Event Hubs Client behavior
When you add a partition to an existing even hub the event hub client receives a “MessagingException” from the service informing the clients that entity metadata (here entity, is your event hub and metadata is the partition information) has been altered. The clients then will automatically re-open the AMQP links which would have then picked up the changed metadata information. The clients then operate normally.
- Event Hubs sender/producer client – Event Hubs provides three sender options,
- Partition sender – where you are sending events directly to a partition, although partitions are identifiable and can be sent to directly, we do not recommend this pattern. Adding partitions are not impacted to this scenario.
- Partition key sender – in this scenario, clients sends the events with a key so that all events belonging to that key end up in the same partition. In this case, service hashes the key and routes to the corresponding partition.
- Round-robin sender (default) – Here the service round robins the events across partitions. Event Hubs service is aware of partition count changes and will send to new partitions within seconds of altering partition count.
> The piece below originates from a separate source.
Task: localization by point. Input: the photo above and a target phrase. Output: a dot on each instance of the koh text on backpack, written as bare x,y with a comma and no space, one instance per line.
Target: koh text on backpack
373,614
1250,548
- Event Hubs receiver/consumer client – Event Hubs provides direct receivers and an easy consumer library called the Event Processor Host.
- Direct receivers – The direct receivers listen to specific partitions and their runtime behavior is not affected when an event hub instance partitions are scaled out.
- Event Processor Host (EPH) – This client does not actively and automatically refresh the entity metadata and hence would not pick up on partition count increase. Recreating an EPH instance will cause an entity metadata fetch which in turn will create new blobs for the newly added partitions. Pre-existing blobs will not be affected. Restarting all EPH instances is recommended to ensure that all instances are aware of the newly added partitions, so load-balancing is handled correctly among consumers.
Apache Kafka client behavior
Kafka clients that run on Event Hubs with the Apache Kafka protocol behave differently from event hub clients that use AMQP protocol. Kafka clients, update their metadata once every ‘metadata.max.age.ms’ milliseconds which can be specified the client configurations. The librdkafka libraries will also use the same configuration. Metadata updates inform the clients of service changes including the partition count increases.
Kafka sender/producer client – Producer always dictates that send requests contain the partition destination for each set of produced records. Thus, all produce partitioning is done client-side with producer’s view of broker metadata. Once the newly added partitions are added to the producer’s metadata view, they will be available for producer requests.
Kafka consumer/receiver client – When a consumer group member performs a metadata refresh and picks the newly created partitions, that member initiates a group rebalance. Consumer metadata then will be refreshed for all group members, and the new partitions will be assigned by the allotted rebalance leader.
- If you are using partition key with your producer applications and depending on key hashing to ensure ordering in a partitions, dynamically adding partitions is not recommended. While the existing data preserves ordering, partition hashing will be broken for messages hashed after the partition count changes due to addition of partitions.
- Adding partition to an existing topic or event hub instance is recommended,
- When you are using the round robin (default) method of sending events
- Kafka default partitioning strategies, example – StickyAssignor strategy
How to add partitions to an existing topic or event hub?
- You can scale up the partition count using update management api calls
- You can use the ARM, PS, CLI to update the partitions
- NamespaceManager calls can also update the partition count
- The Kafka AlterTopics api (example, via ‘kafka-topics’ CLI tool) can be used to increase the partition count
Partition can be added only to topics or event hub instances that are in Dedicated Event Hubs clusters. You can only scale up the partitions and once added, you cannot scale them down.